Processes and Streams

Hydroflow+ involves two main concepts:

  • Processes, which represent where elements of a dataflow program are processed
  • Streams, which define what is being computed

By combining the two, Hydroflow+ makes it possible to implement both low-level distributed protocols and high-level dataflow programs using the same API, all while supporting compile-time checks to guard against unexpected sources of nondeterminism.

Processes

Unlike most streaming systems, Hydroflow+ requires that all streams be associated with a particular process. A process is a logical unit of computation that can be deployed to a single machine. Processes are most closely related to actors in actor-based systems, but use streaming operators rather than an imperative API.

To create a process, we must take a ProcessSpec as an argument to our function. This trait abstracts over what the dataflow graph is being built for: compilation to a Rust binary or deployment.

pub fn my_flow<'a, D: Deploy<'a>>(
flow: &FlowBuilder<'a, D>,
process_spec: &impl ProcessSpec<'a, D>
) {
...
}

Process specs represent a template for a process, which can be instantiated multiple times to create multiple processes. Multiple process specs can be useful to specify deployment characteristics for different sets of processes, such as deploying them to different cloud providers or regions.

Instantiating a process from a process spec is done using the process method on FlowBuilder:

let process = flow.process(process_spec);

Streams

Streams are infinite ordered sequences of elements. They can be transformed using functional operators such as map and filter, relational operators such as join, and can be connected across processes using send_to.

Instantiating Streams

Root streams are created using methods available on an an instantiated process.

source_iter

To create a stream from a Rust iterator, use source_iter. This is useful for loading static data into the graph. Each element of the iterator will be emitted exactly once in the first tick of execution (see Aggregations and Ticks).

let stream = flow.source_iter(&process, q!(vec![1, 2, 3]));

source_stream

To create a stream from an asynchronous source, use source_stream. This takes any type that implements futures::Stream and emits each element as it is received. This is useful for loading data from external sources such as Kafka or a database. Typically, you will want to take the stream as a RuntimeData parameter to your function, and pass the stream in your runtime binary.

pub fn my_flow<'a, D: Deploy<'a>>(
...,
my_stream: RuntimeData<impl Stream<Item = i32>>
) {
let stream = flow.source_stream(&process, my_stream);
...
}

Sending Streams between Processes

To send a stream from one process to another, use the send_* methods on the source stream. This takes a parameter of the process to send the data to.

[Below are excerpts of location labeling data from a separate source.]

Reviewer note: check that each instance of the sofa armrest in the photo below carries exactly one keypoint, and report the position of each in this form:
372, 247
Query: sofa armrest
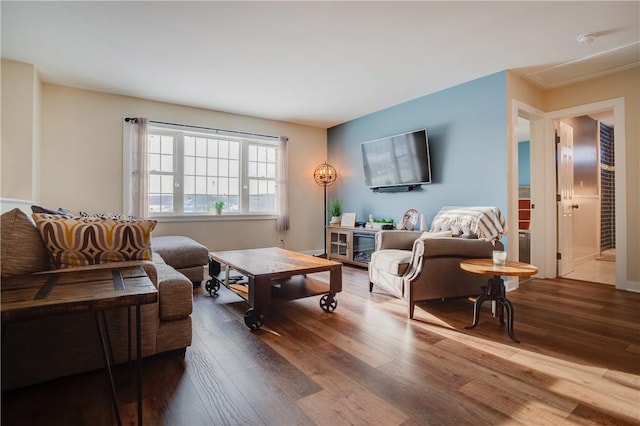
400, 240
147, 265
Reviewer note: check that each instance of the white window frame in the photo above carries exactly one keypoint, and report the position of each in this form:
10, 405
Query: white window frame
245, 140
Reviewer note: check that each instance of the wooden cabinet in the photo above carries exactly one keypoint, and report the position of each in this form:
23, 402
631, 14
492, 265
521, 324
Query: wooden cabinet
350, 245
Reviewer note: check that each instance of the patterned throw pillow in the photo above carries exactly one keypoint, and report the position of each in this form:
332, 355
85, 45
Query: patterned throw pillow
75, 241
23, 251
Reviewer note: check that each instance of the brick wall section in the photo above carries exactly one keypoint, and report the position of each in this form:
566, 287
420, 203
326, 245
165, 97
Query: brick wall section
607, 185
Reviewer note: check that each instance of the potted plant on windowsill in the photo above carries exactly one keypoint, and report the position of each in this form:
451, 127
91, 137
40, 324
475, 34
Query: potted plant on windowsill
335, 210
218, 206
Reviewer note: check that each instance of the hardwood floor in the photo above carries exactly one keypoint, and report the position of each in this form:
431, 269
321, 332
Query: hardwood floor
578, 363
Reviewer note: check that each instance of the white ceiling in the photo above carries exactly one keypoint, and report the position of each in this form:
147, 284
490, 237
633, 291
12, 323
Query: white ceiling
314, 63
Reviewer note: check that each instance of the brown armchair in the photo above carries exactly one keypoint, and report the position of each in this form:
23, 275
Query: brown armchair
416, 266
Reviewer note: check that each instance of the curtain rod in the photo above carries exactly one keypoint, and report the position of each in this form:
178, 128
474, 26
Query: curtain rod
135, 120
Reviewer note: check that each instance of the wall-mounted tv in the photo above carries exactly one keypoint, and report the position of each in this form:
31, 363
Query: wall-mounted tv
397, 161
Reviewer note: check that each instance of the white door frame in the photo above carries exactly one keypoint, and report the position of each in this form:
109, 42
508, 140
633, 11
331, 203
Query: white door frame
538, 236
617, 105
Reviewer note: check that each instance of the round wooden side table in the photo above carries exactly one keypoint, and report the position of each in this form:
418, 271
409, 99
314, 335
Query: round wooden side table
494, 290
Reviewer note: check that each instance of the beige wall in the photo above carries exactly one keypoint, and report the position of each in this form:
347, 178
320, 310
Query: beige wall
82, 170
20, 133
624, 84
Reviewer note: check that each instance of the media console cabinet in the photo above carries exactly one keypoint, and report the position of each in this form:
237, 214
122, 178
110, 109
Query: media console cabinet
350, 244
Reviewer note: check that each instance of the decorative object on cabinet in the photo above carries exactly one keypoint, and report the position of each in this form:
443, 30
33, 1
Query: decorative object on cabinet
335, 209
350, 245
410, 220
348, 220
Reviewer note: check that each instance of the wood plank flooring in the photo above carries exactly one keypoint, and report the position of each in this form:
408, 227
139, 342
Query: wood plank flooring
578, 363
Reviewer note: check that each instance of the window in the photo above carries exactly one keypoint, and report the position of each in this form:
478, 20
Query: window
190, 170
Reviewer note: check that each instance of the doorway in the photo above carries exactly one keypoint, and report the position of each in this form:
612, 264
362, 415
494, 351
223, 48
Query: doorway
616, 105
586, 213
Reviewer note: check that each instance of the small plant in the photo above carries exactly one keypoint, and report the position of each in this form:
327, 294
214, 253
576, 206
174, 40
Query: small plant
335, 208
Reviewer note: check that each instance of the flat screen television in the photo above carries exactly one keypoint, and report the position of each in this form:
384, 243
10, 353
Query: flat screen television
397, 161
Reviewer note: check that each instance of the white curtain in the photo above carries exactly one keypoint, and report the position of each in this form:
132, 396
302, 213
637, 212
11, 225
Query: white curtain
137, 194
282, 223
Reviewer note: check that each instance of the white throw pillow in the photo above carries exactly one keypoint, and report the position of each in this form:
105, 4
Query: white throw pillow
439, 234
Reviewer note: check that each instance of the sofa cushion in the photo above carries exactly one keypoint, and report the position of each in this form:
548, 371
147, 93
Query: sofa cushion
23, 251
392, 261
74, 241
180, 252
175, 293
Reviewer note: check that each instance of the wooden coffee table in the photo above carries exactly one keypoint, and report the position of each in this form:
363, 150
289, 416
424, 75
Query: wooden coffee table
274, 275
76, 291
494, 290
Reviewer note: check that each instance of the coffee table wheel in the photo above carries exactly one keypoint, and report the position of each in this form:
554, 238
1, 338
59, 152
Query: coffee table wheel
212, 286
328, 303
253, 319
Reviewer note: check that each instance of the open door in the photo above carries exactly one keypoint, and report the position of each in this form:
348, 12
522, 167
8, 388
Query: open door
564, 198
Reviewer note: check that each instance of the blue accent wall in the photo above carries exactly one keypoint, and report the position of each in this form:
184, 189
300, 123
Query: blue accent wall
524, 163
467, 130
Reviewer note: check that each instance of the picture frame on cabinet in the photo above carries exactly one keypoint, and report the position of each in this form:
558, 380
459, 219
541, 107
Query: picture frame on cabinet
348, 220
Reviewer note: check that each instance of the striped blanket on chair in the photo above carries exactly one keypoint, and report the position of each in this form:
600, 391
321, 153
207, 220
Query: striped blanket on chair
487, 223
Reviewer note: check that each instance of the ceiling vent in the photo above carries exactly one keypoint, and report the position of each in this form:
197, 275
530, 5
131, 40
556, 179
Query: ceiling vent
588, 67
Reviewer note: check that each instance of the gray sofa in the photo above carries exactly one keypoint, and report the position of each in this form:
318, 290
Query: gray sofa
417, 267
43, 349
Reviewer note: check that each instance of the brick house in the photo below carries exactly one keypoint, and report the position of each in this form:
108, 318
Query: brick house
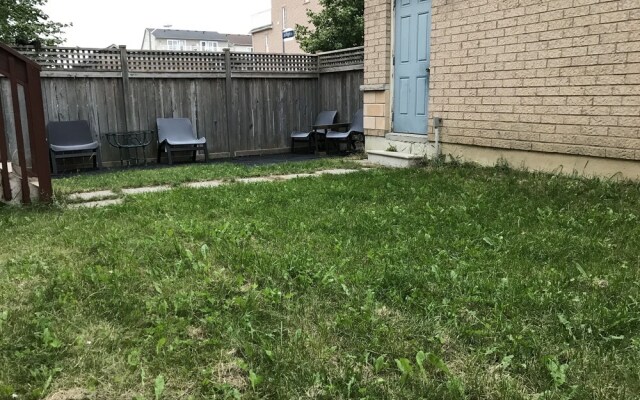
176, 39
270, 24
547, 84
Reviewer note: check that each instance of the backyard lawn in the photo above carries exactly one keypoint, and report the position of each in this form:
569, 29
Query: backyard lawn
445, 282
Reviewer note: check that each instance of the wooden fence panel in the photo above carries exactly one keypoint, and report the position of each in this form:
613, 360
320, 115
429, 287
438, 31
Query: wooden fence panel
263, 110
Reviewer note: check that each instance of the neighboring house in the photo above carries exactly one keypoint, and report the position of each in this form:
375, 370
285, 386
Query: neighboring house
547, 84
174, 39
283, 15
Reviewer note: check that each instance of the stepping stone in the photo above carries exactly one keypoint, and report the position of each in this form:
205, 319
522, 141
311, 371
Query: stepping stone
337, 171
258, 179
206, 184
293, 176
86, 196
95, 204
149, 189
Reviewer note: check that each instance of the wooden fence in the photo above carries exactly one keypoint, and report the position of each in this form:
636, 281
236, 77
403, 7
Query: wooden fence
24, 169
243, 103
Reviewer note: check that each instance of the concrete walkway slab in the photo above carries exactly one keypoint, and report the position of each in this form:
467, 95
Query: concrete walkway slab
293, 176
148, 189
105, 198
259, 179
206, 184
95, 204
336, 171
87, 196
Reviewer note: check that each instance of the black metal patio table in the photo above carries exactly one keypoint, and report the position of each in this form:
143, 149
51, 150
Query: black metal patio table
325, 128
129, 144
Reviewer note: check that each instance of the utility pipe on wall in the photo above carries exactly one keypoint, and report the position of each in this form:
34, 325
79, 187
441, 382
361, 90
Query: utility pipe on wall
437, 125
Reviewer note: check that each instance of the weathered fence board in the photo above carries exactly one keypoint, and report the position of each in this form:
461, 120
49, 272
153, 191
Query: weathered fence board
269, 95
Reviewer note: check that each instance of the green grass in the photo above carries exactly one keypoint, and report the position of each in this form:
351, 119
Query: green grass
176, 175
441, 283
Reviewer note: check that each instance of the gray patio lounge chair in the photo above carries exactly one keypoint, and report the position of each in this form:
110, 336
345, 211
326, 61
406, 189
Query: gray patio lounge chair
69, 139
176, 134
324, 118
352, 136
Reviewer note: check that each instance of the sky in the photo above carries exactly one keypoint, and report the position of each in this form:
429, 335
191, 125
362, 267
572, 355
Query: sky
103, 23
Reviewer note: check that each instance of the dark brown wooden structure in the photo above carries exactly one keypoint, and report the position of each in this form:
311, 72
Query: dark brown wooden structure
30, 140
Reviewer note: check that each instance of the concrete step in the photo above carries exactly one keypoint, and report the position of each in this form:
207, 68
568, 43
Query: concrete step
394, 159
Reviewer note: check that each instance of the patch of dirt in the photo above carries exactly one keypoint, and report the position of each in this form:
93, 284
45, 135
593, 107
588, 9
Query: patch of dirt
71, 394
195, 333
231, 374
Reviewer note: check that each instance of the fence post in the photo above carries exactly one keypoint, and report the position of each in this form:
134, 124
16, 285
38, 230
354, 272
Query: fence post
228, 97
318, 108
125, 86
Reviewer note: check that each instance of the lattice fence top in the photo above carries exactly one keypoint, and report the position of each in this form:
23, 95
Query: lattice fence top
278, 63
175, 61
341, 58
71, 59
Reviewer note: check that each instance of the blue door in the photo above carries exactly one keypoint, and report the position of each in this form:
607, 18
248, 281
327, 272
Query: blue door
411, 65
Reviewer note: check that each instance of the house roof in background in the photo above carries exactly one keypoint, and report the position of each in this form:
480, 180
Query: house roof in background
240, 40
187, 35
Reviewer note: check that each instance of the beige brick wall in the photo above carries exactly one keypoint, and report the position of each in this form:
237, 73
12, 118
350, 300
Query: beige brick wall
560, 76
377, 72
296, 14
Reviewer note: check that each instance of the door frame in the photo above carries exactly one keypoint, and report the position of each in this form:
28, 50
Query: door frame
392, 75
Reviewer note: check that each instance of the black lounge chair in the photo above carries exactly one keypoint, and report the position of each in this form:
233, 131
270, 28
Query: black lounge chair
176, 134
69, 139
324, 118
352, 136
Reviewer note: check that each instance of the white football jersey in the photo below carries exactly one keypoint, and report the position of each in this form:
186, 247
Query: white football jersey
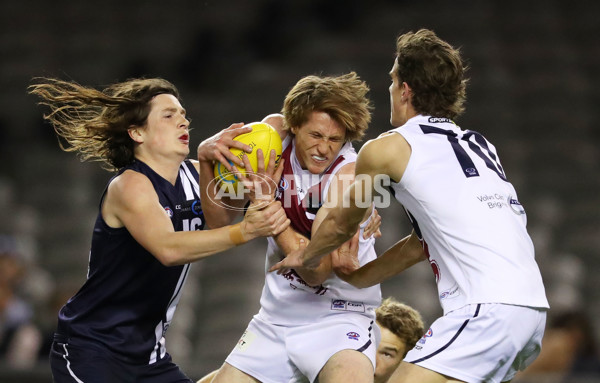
469, 217
286, 299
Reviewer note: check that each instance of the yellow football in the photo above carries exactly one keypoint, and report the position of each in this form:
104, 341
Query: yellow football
263, 136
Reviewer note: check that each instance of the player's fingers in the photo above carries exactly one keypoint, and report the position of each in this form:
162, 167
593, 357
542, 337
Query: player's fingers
225, 152
271, 165
260, 158
233, 144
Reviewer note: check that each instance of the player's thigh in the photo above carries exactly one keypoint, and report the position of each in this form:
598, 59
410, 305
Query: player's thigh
70, 364
261, 353
347, 366
408, 372
310, 347
229, 374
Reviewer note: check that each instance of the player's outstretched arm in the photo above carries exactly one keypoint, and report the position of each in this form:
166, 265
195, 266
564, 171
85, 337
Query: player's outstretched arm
404, 254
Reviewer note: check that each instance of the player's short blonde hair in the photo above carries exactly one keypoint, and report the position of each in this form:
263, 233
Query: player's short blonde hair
343, 98
434, 71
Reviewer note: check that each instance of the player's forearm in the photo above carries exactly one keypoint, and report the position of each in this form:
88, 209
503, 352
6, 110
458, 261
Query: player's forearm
288, 241
396, 259
338, 227
179, 248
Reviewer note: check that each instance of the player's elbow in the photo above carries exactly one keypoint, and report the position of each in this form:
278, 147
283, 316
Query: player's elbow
168, 257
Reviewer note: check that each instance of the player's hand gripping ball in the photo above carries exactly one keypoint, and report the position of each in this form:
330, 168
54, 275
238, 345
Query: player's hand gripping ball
263, 136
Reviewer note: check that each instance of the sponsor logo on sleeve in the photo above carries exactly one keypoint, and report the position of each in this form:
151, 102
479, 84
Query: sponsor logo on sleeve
353, 335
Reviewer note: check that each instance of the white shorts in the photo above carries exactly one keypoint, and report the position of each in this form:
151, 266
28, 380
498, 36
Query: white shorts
282, 354
481, 342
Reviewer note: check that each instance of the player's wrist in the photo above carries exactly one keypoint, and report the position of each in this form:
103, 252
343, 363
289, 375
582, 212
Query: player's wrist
238, 234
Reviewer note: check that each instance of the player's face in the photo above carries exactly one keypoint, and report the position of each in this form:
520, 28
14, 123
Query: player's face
167, 128
389, 355
398, 111
318, 142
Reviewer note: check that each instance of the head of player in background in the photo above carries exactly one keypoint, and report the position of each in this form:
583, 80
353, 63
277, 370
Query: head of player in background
401, 327
428, 78
323, 113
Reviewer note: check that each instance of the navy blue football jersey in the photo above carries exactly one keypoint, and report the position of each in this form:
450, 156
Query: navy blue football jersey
128, 301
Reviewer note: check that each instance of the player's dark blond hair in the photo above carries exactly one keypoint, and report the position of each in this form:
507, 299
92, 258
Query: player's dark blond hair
343, 98
434, 71
402, 320
95, 123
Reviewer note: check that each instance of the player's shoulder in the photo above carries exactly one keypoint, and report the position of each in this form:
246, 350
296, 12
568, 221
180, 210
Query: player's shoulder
130, 184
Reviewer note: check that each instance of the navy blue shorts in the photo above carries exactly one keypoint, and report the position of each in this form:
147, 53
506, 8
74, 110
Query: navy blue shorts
72, 363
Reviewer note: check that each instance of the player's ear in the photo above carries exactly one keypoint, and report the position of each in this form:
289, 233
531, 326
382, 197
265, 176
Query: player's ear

If sending a type that supports serialization using serde, use send_bincode, which uses the bincode crate to serialize the data.

let process0 = flow.process(process_spec);
let process1 = flow.process(process_spec);

let stream0 = flow.source_iter(&process0, ...);
let stream1 = stream0.send_bincode(process1);

To use custom serializers, you can use the send_bytes method to send a stream of Bytes values.

let stream0 = flow.source_iter(&process0, ...);
let stream1 = stream0.send_bytes(process1);